Based on our previous meeting, thinking and talking with Chris, I have noted down an issue of what we are referring to as a rich, dynamic view of blog articles:
I am convinced that in order for the symbol manipulation Doug Engelbart spoke so highly off to be realised, we will have to developed much richer visual authoring and reading environments, both in terms of the visual presentation and the speed and smoothness of interaction. For the jrnl project we have our priorities and here are some further thoughts based on our last group chat:
I feel that it will be important to use a visually bigger, wider and deeper view than simple blocks of text. The reason for this has been explained many times but boils down to applying our occipital lobe to support our prefrontal cortex.
What is also crucial is the speed of the interaction. In the same way Doug used the illustration of a skiing downhill to show how important speed of interaction is, I feel that the difference between waiting any amount of time for a visualisation to settle/build will make it a category less useful than something simpler but ‘instant’.
It should possible to draw forth what is required in the least energy using way for a trained/experienced user. The mental load of authoring and studying is already substantial and the tool cannot add to the load. There is of course a balance here; the user should invest in learning their tools but this investment should have a clear payoff once basic use of the tool has become become second nature, once exikiosis has been achieved.

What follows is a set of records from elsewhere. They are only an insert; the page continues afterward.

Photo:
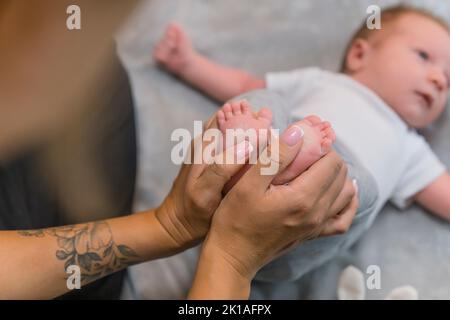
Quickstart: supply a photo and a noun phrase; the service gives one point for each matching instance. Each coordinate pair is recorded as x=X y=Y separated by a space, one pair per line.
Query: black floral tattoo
x=91 y=247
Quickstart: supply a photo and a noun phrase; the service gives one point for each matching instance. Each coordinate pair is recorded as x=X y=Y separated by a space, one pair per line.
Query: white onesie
x=399 y=159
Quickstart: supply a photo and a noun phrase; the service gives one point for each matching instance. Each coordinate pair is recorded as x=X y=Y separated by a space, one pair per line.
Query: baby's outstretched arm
x=436 y=197
x=175 y=52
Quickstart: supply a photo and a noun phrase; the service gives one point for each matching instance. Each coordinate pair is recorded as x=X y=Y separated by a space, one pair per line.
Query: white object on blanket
x=351 y=284
x=351 y=287
x=403 y=293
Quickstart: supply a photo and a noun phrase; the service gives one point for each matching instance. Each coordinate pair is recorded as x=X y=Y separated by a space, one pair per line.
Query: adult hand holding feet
x=258 y=220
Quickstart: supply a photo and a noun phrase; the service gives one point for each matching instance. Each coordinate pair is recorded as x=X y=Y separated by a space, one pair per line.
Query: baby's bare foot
x=317 y=140
x=238 y=115
x=174 y=50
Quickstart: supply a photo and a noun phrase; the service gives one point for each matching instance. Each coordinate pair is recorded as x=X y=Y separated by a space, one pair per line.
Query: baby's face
x=410 y=69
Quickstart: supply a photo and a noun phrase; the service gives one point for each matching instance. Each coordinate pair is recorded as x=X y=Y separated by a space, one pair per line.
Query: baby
x=393 y=81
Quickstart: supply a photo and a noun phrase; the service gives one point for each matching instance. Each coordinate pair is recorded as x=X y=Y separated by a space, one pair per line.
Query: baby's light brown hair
x=388 y=16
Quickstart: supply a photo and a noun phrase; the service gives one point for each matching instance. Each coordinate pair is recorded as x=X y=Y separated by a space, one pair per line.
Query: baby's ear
x=351 y=284
x=357 y=55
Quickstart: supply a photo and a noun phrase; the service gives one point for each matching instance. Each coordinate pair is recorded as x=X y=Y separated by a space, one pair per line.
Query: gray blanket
x=410 y=247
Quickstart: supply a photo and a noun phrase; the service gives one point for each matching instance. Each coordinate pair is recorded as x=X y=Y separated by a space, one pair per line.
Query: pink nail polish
x=292 y=135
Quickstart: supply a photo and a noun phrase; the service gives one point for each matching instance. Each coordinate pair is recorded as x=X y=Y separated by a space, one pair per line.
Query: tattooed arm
x=34 y=263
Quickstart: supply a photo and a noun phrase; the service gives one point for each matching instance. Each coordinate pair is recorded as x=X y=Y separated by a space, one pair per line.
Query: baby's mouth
x=426 y=98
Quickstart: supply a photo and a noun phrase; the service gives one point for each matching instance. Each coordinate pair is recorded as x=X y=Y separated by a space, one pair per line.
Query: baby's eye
x=423 y=54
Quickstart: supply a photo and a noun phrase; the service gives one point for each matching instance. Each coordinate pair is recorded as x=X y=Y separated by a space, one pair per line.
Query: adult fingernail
x=243 y=149
x=292 y=135
x=355 y=185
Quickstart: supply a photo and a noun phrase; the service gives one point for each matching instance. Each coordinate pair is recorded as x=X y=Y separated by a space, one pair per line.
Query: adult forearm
x=217 y=278
x=34 y=262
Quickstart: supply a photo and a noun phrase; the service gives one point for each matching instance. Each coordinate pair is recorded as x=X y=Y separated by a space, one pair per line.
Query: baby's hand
x=174 y=50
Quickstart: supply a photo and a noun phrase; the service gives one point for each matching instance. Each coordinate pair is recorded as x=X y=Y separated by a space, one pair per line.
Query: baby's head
x=406 y=62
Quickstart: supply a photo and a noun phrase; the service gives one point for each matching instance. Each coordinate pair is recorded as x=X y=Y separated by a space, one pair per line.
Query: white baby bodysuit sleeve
x=423 y=168
x=293 y=82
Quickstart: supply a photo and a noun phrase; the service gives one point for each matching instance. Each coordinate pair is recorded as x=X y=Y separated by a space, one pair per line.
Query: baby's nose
x=438 y=78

For example, as I wrote “symbol manipulation Doug Engelbart” above, I should very easily be able to see what I have written on that topic and have a very quick and easy way to link to my previous article/definition/notes.
The way I do this now is to write my text in Liquid | Author, select that text and use Liquid | Flow to search my own blog. This works ok but the search result on my blog are few and the refining of the search result is not very useful. I believe this could be a great case study for jrnl and visualisation improvement and it maps onto Chris’ ideas of refining queries and Doug’s ViewSpec modifications.
What is necessary is for many more articles to be shown (in my current theme it’s just 3) and for me to be able to switch on and off Categories and Tags to refine what I am looking for, then to click to open and copy the URL or to quickly copy the URL from the search results.
In other words, my research focus at the moment is on finding my own articles when authoring, not as much on trying to understand someone else work. Doug wrote somewhere that it’s hard to orient yourself in someone else information and at least as hard to orient yourself in your own information and I cannot find this quote at the moment, which highlight how right he is, since I consider his work part of my core research and therefore should be able to find it in my own ‘information space’.
Maybe the start should be a theme experiment?